In the instant cases, we are unable to perceive any sound conceptual difference between the temporary presence of surveyors, the temporary presence of attorneys, or the temporary presence of salesmen and the subsequent delivery of goods, and the temporary presence of petitioners’ fumigation equipment pursuant to a contract executed in another municipality. Incursion of petitioners’ equipment into the respondent municipalities is only part of the chain of services rendered by petitioners. By attempting to require licenses for the presence of the equipment and services rendered, respondents necessarily levy as well a license tax upon the inter-municipal delivery and removal of the equipment, manpower and supplies involved; in addition, they necessarily are levying a license tax upon the executive functions of petitioners which are conducted at their places of business. The point was made in Berry v. City of Dania, 24 Fla. Supp. at 154.

“It is well established in Florida that any attempt by a municipality to extend its taxing power beyond its territorial limits is unconstitutional and void. Duf-fin v. Tucker (Fla.1934), [113 Fla. 621] 153 So. 298; Bozeman v. City or Brooks-ville (Fla.1955), 82 So.2d 729. A municipality cannot divide a business transaction into its component parts and levy a revenue tax on the part carried on within the municipality where the effect would be to subject a business carried on elsewhere to the municipality’s tax laws. Duffin v. Tucker, supra. Since the inhibition against a municipality exercising extra-territorial taxing jurisdiction is based on constitutional grounds, the provisions of the charters of several of the defendant municipalities authorizing the licensing of businesses carried on either wholly or in part within the corporate limits are ineffectual insofar as they purport to confer extra-territori*424al taxing jurisdiction to said municipalities. Duf fin y. Tucker, supra; Langston v. Lundsford (Fla.1936), [122 Fla. 813] 165 So. 898.”

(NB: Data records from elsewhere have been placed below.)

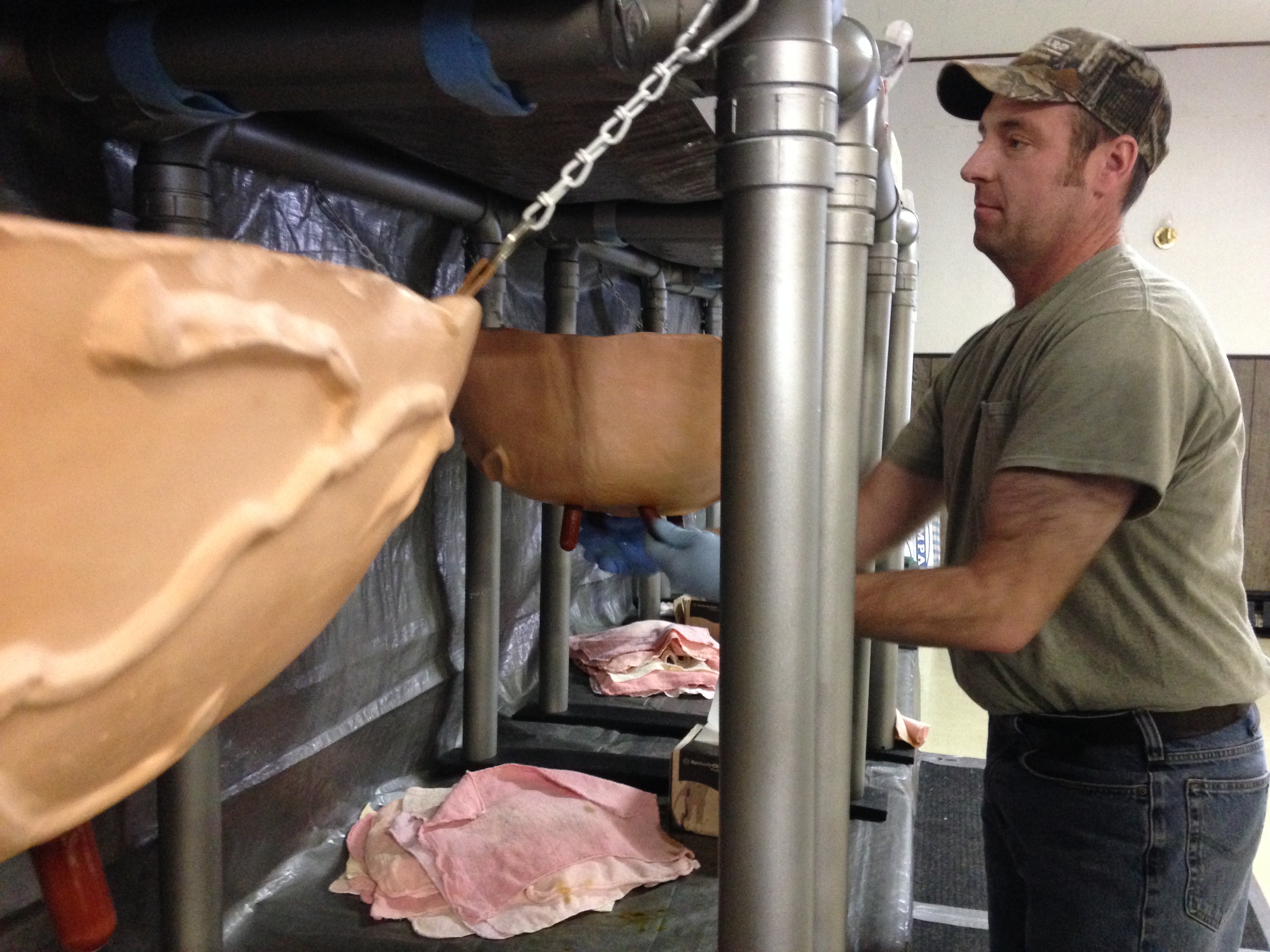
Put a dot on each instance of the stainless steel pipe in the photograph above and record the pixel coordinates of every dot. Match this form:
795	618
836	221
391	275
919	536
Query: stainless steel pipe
882	287
189	850
714	320
484	539
850	235
883	690
561	290
776	165
173	196
653	305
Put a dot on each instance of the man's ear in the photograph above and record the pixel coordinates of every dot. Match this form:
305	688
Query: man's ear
1113	168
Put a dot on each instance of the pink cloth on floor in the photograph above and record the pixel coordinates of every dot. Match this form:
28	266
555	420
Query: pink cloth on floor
385	875
394	866
505	830
648	658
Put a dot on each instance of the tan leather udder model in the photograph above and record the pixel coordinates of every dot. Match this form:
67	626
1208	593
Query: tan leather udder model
203	447
609	423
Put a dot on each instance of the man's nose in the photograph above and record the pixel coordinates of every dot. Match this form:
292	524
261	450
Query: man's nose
976	168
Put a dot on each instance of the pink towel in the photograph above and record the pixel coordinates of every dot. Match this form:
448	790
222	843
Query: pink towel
506	828
512	850
649	658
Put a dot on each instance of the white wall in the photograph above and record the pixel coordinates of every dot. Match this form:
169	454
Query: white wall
952	28
1215	184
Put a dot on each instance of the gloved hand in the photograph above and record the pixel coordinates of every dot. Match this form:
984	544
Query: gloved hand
615	544
690	558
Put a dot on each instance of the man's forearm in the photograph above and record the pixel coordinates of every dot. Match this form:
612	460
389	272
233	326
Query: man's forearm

In summation, we hold that the preemption by the State of the regulation of the pest control industry has produced a controlling licensing policy requiring licensing only of places of business; accordingly, a municipality is not at liberty to impose a license tax upon pest control operations only temporarily located within the municipality unless it can be shown that an effective place of business within the meaning of the preemptive statutes has been created. We also hold that the transactions sought to be licensed by the respondents were essentially composed of inseparable operations, each contributing to the completion of the task under contract.

The decisions of the District Court of Appeal, Third District, now under review are quashed and these consolidated cases are remanded with instructions that the judgments of the Circuit Court be reinstated.

It is so ordered.

CARLTON, ADKINS, BOYD and DREW (Retired), JJ., WIGGINTON, District Court Judge and CHRISTIE, Circuit Judge, concur.